30-10-2012, 04:20 PM
A NEW TYPE OF MICROWAVE AMPLIFIERS BASED ON COLD SECONDARYEMISSION CATHODE
A NEW TYPE OF MICROWAVE.pdf (Size: 20.51 KB / Downloads: 33)
One of the promising application areas of field emitters is the development of microwave devices.
However field effect arrays supplying high current densities usually require ultra high
vacuum and are sensitive to discharges. Carbon films emitters are more robust but achievement
of current densities more than 1 A/cm2 is problematic. For this reasons it is interesting to
look for another types of cold emitters for high current applications. We consider the opportunity
to use secondary emission and single-electrode multipactor as the reliable cold source
of modulated electron beam which is less sensitive to surface interface, can supply high current
densities in technical vacuum and doesn’t require high electric fields or field amplification
(and any tip structure) [1]. This approach can make a basis for the development of a new
class of microwave devices (which we named alenotron) based on rf modulation of secondary
emission which doesn’t require magnetic focusing system, cathode heating, high power supply
voltage and can be considered as vacuum analogue of transistor.
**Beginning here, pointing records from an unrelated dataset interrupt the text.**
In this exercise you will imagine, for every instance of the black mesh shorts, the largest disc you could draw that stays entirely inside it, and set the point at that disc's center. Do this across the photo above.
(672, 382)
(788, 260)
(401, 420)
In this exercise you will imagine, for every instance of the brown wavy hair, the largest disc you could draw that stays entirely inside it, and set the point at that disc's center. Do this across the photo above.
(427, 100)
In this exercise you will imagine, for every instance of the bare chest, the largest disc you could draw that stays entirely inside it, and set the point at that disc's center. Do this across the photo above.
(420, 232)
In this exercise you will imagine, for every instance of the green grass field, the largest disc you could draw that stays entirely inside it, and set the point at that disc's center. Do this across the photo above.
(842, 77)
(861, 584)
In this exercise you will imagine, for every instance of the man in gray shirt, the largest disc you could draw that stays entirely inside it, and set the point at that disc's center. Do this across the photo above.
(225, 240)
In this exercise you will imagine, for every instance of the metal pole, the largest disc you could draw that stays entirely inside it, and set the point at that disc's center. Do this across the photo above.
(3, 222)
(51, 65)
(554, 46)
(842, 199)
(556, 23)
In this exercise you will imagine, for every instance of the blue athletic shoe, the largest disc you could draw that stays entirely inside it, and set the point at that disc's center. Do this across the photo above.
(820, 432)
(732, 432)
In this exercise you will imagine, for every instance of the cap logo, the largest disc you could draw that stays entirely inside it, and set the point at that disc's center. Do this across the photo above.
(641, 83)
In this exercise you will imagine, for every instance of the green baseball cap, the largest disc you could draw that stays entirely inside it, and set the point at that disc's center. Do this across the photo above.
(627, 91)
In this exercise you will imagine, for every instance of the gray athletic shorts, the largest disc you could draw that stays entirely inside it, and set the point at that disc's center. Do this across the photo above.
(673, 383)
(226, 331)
In the considered design input rf signal and dc bias are applied to the gap in microwave cavity
(which is opened for dc current). One of the plates in the cavity represents a grid consisting of
material with high secondary emission yield. Electrons starting from the grid in the extracting
phase of rf field drift in the gap, are bunched, turn round in decelerating phase and return to
the grid after a period of rf voltage, i.e. in extracting phase again. Portion of them creates a
bunch of secondary electrons having increased total charge and “remembering” diminished
length of the primary bunch, and the rest of primary bunch penetrates through the grid in anode
gap where is accelerated and put out the rf power to a load. After several periods a short
dense bunch is formed in input gap having large charge. Single-electrode multipactor with dc
bias makes it possible to increase the gap at operation at high frequencies, so electron flow
fills the gap partially (as contrasted with double-electrode multipactor [2]).